ANA DİLDE İBADET OLUR MU?



 

 "Hâr içinde biten gonca güle minnet eylememArabi Farisi bilmem, dile minnet eylemem"

                        SEYYİD NESİMİ




 Alevi/Bektaşiler, ibadetlerini Türkçe ya da hangi dilde konuşuyorlarsa o lisanda yaparlar, Kur-an ayetlerini deyişlerle bağlama/saz ile müzik eşliğinde inananlara aktarırlar. Kur'an-ı Kerim'in Batıni ( içsel/gizlenmiş) yorumuna tabidirler. Bu bağlamda, Kur'an'ın manasına özüne tabidirler. Kur'an-ı batıni (içeri/gizlenmiş, deruni yorum) manasını ise, Hz. Muhammed Mustafa'ın soyu olan 12 İmam neslinden gelen Seyyid Dede ve Babalar aracılığı ile ögrenilirler:





Kur-an Konusunda Alevi Bektaşiler, anlamını bilmeden arapça dualar yerine mananın kavranmasını benimsemislerdir:




Nitekim Batini ve zahiri ilimlerin Şahı Kur'an--ı Natık Hz. Ali Buyurdu ki:


“Tedebbürsüz Kur’an okumada (yani tefekkür etmeden ve manasını düşünmeden okumada) hayır yoktur…"
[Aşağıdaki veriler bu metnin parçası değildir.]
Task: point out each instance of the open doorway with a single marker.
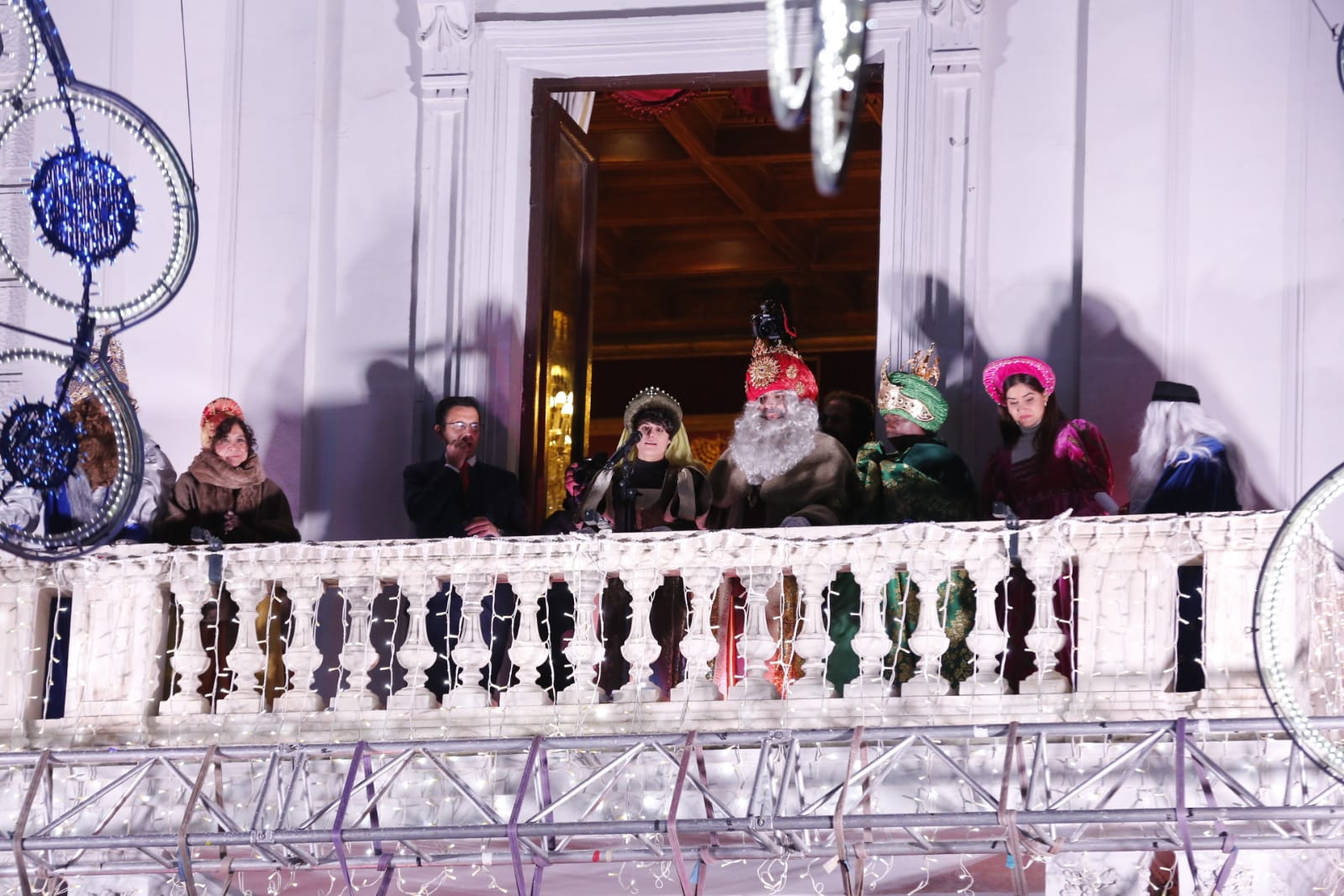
(661, 215)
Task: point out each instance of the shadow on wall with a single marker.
(354, 456)
(1115, 382)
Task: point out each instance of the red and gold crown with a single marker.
(776, 363)
(778, 367)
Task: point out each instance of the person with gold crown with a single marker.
(778, 471)
(910, 476)
(651, 484)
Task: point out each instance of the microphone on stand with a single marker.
(626, 446)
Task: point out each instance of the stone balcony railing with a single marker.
(356, 649)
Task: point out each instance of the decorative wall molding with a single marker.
(448, 29)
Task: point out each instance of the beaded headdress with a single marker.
(911, 394)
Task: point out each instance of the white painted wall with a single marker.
(1160, 197)
(304, 134)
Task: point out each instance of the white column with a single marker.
(246, 660)
(188, 657)
(358, 656)
(301, 655)
(814, 640)
(756, 644)
(987, 640)
(415, 653)
(872, 645)
(471, 655)
(22, 644)
(641, 649)
(1046, 638)
(929, 640)
(529, 651)
(583, 651)
(699, 646)
(116, 638)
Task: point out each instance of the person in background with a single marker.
(1186, 464)
(1047, 464)
(848, 418)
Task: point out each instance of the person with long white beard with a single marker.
(778, 471)
(1186, 464)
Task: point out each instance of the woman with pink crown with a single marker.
(1047, 464)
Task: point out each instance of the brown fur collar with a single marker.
(211, 469)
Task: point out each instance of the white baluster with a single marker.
(987, 640)
(358, 656)
(246, 658)
(471, 655)
(814, 640)
(641, 649)
(756, 644)
(1046, 638)
(872, 644)
(529, 651)
(929, 640)
(303, 657)
(585, 649)
(699, 646)
(415, 655)
(188, 657)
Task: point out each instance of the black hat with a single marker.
(1167, 391)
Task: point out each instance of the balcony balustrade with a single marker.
(345, 646)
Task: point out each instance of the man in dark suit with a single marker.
(455, 496)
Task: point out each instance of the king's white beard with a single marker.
(764, 449)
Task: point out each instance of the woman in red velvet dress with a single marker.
(1047, 465)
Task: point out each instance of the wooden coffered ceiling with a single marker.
(704, 204)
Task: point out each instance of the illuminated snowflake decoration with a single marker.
(40, 445)
(82, 206)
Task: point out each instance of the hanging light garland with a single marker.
(83, 208)
(834, 80)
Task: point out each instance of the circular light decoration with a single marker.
(1278, 631)
(40, 446)
(82, 206)
(834, 80)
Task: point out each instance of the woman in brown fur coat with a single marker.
(224, 491)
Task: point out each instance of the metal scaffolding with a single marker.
(1022, 790)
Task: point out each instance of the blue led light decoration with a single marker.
(40, 445)
(83, 208)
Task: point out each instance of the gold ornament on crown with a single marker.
(924, 364)
(116, 361)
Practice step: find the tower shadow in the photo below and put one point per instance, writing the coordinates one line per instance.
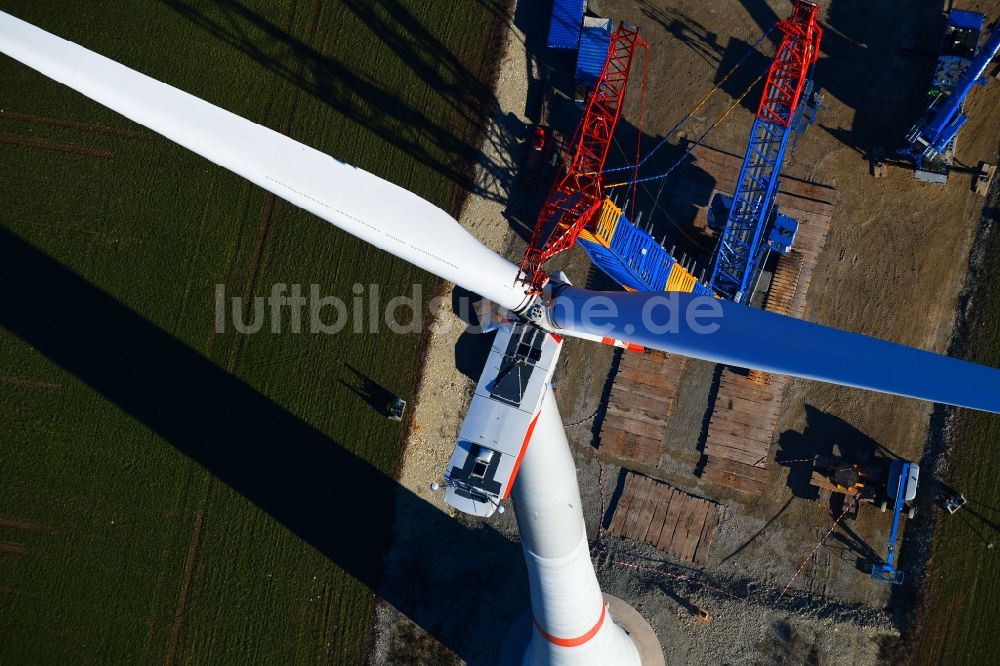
(338, 503)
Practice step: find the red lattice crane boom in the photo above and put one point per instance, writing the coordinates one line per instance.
(578, 189)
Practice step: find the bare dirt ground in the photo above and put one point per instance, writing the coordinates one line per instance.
(893, 266)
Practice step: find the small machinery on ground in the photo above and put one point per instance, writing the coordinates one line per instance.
(885, 483)
(960, 67)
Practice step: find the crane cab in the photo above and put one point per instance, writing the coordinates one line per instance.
(497, 428)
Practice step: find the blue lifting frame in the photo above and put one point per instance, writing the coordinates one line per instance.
(740, 255)
(887, 572)
(635, 260)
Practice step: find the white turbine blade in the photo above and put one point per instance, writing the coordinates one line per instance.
(737, 335)
(383, 214)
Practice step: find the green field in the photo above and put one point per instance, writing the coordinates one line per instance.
(959, 623)
(169, 494)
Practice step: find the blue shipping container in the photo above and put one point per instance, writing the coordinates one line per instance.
(594, 43)
(564, 28)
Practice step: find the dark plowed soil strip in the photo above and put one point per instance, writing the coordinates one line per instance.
(70, 124)
(16, 524)
(72, 148)
(175, 629)
(33, 383)
(13, 548)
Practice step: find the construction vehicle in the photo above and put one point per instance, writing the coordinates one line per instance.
(960, 67)
(749, 224)
(881, 482)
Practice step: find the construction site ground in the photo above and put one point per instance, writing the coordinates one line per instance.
(894, 262)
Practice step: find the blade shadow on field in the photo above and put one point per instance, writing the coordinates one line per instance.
(310, 483)
(449, 146)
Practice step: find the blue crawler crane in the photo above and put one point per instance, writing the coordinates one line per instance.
(961, 66)
(784, 108)
(901, 487)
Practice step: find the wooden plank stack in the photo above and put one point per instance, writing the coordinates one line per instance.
(746, 409)
(677, 523)
(642, 397)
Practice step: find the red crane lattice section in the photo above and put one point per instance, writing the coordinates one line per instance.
(787, 77)
(578, 189)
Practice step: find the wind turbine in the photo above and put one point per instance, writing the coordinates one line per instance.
(571, 623)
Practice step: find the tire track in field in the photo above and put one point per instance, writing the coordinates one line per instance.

Kur'an-ı Azümüşan, doğru ile yanlışı ayırmak maksadı ile tüm insanlığa; iyiliği, güzelliği, barışı getirmek için bir rehberdir. Dahası anlaşılmak için, öğüt alınsın, ibret olsun diye indirilmiştir. Bu nedenle , birçok ayette " hiç ibret almıyor musunuz? İdrak etmiyor musunuz? " Şeklinde telkinde bulunur.




Nitekim Kur-an 'ın yüzlerce ayetinde aşağıdaki uyarıları, Kuranın nasıl okunması gerektiğini görürsünüz:


"….Ayetleri düşünsünler, akıl sahipleri öğüt alsınlar diye sana indirdiğimiz çok mübarek bir Kitaptır” (Sâd, 38/29)


"….Onlar Kur’ân’ı düşünmezler mi, yoksa kalplerinin üzerinde kilitler mi var?” (Muhammed, 47/24).







Bu ayetlerin hükmü gereği:


Hakk kelamını, anlamadan/idrak etmeden/ üzerinde düşünmeden, Allah'a karşı gerisin geri söylemek Kur-an'ın ruhuna aykırıdır.





Ve dahi söylenebilir ki; "Ben müminim diyen her kulun ilk görevi, Hakk kelamını okumak, idrak etmek, anlayarak, ne dediğini bilerek Hakk'a yönelmektir. Bu da ancak o kişinin kendi lisanında kutsal kitabı okuması ile mümkündür.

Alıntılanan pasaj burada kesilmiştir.